Le retour du public dans les stades depuis l’été dernier rend forcément plus difficile la transmission des consignes que lorsque l’on jouait à huis clos. Comment a-t-il fallu s’adapter ?
C’est sûr que c’est beaucoup plus difficile de passer les consignes cette saison ! Les stades pleins font parfois perdre un peu d’équilibre à l’équipe car il y a un dépassement de soi, une volonté de l’avant et de faire plaisir au public. Mais bon, c’est tellement mieux les stades pleins… A nous de travailler pour que les joueurs maîtrisent au maximum notre animation offensive, notre animation défensive, que ces notions soient bien ancrées dans leurs têtes et qu’il n’y ait besoin que de petits réglages. A Bollaert, il n'y a que le joueur qui passe à côté du banc de touche qui entend ce que le staff lui dit ! Ça nous oblige à aller encore plus loin pour développer les capacités de lecture tactique des joueurs.

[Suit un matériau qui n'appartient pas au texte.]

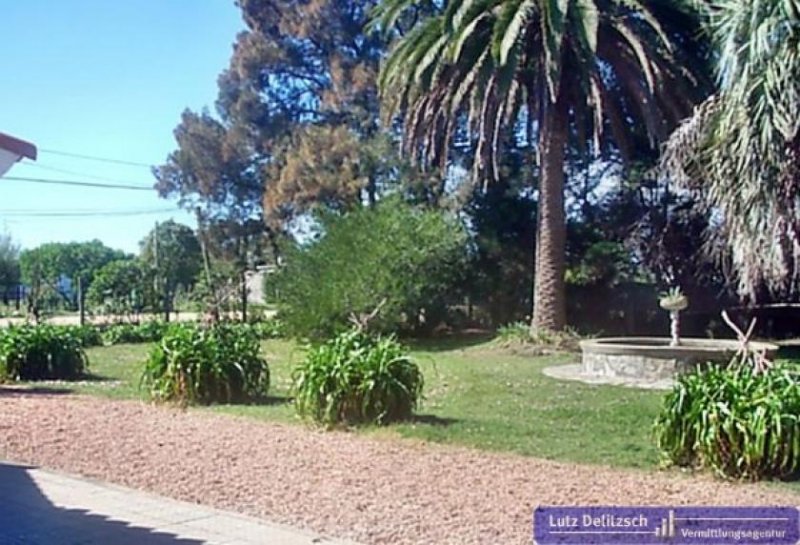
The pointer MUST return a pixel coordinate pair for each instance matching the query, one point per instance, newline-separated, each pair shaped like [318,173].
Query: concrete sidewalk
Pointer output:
[41,507]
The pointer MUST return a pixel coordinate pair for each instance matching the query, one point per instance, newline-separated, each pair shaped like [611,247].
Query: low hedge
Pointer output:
[355,378]
[41,352]
[216,364]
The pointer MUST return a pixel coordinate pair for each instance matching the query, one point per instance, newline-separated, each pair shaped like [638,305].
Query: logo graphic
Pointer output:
[598,525]
[667,528]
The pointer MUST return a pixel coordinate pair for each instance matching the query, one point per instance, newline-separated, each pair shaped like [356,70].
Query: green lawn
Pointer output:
[476,395]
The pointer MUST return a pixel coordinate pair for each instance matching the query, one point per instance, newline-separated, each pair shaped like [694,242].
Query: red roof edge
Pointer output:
[17,146]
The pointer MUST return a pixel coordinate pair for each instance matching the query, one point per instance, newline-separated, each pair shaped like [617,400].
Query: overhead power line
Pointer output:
[95,158]
[78,183]
[76,173]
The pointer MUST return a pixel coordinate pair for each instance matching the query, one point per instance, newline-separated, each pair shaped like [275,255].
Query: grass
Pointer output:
[475,395]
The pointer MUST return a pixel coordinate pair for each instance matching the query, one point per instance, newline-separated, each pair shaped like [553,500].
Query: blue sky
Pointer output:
[109,79]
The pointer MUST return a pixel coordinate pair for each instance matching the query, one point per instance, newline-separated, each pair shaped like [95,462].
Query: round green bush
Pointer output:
[355,378]
[216,364]
[739,423]
[41,352]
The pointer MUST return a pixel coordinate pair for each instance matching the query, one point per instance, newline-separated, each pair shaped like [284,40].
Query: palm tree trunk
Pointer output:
[549,298]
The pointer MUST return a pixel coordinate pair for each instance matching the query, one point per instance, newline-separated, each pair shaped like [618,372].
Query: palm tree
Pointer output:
[605,74]
[741,149]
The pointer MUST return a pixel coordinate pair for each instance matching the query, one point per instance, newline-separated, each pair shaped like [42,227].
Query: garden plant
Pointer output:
[41,352]
[742,421]
[355,378]
[220,363]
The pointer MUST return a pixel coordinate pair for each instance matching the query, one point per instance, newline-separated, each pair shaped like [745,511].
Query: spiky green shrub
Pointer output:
[216,364]
[739,423]
[355,378]
[41,352]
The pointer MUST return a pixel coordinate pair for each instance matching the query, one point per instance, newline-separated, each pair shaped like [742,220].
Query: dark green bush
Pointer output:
[88,335]
[196,364]
[355,378]
[739,423]
[42,352]
[404,261]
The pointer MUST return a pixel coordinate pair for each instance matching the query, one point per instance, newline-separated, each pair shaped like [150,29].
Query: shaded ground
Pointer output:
[339,484]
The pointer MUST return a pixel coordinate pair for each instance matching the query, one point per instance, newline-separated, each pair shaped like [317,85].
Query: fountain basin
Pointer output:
[653,359]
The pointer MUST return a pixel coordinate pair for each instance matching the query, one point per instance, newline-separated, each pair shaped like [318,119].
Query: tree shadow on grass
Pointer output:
[24,390]
[91,377]
[445,344]
[433,420]
[265,401]
[28,516]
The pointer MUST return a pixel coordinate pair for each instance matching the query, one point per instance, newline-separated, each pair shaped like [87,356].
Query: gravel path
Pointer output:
[338,484]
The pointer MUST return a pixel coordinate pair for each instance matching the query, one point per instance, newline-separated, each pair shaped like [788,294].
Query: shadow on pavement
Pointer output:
[28,518]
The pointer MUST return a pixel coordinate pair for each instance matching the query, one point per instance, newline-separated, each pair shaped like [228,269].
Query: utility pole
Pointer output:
[81,306]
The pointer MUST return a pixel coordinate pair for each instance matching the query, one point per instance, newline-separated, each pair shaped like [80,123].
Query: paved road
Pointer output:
[40,507]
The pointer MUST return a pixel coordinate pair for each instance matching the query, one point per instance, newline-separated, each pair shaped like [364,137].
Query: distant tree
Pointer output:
[9,265]
[300,86]
[47,265]
[386,268]
[121,287]
[171,256]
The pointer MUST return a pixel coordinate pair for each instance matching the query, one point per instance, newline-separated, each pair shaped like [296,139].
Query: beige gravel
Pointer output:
[334,483]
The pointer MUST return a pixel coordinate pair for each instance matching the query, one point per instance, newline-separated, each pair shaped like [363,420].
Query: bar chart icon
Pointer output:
[667,528]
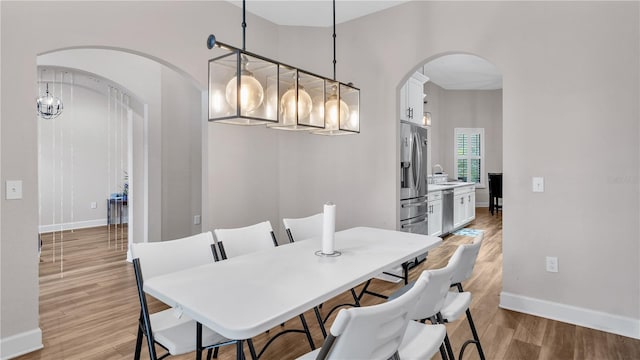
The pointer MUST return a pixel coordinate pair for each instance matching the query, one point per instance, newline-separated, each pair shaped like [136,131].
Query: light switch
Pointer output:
[14,189]
[538,184]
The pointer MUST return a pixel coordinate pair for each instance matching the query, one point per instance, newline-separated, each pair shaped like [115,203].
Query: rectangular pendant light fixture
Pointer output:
[279,95]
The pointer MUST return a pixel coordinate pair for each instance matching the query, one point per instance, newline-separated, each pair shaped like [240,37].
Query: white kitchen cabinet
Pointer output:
[434,213]
[411,99]
[464,206]
[471,205]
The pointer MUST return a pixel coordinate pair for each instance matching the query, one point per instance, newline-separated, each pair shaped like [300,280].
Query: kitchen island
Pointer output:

Est-ce qu’il vous arrive de suivre des matchs depuis la tribune ?
Non, on ne fonctionne pas comme ça au RC Lens. C’est notre analyste vidéo qui est en tribune. Il regarde le match tout en le filmant et je suis en lien avec lui. Il m’envoie des informations que je peux communiquer au coach. Ça marche aussi dans l’autre sens puisque je peux lui transmettre une demande du coach. Ça permet de gagner du temps pour les situations que l’on souhaite revoir dans le vestiaire à la pause. On peut échanger 3-4 fois dans un match. Le coach connaît les adversaires donc on va surtout s’attarder sur ce à quoi on ne s’attendait pas, sur des situations où on n’arrive pas à faire ce qui était prévu. Mais ce sont des détails. Grâce au travail effectué en préparation du match, 90% des choses qui se déroulent pendant la rencontre ont été repérées et les joueurs en ont été avertis.

Pendant les matchs, certains entraîneurs discutent beaucoup avec leur staff. Quelle est la dynamique sur le banc avec Franck Haise ?
Il peut y avoir des échanges sur la tactique, sur les joueurs, sur une lecture de jeu qui ne nous paraît pas cohérente… On parle aussi au moment des changements. Il y a toujours des questions. Lorsque le coach a une idée en tête, il peut avoir envie d’échanger dessus avec son staff. Mais ce n’est pas le cas de tout le monde, certains entraîneurs ne souhaitent pas échanger ainsi.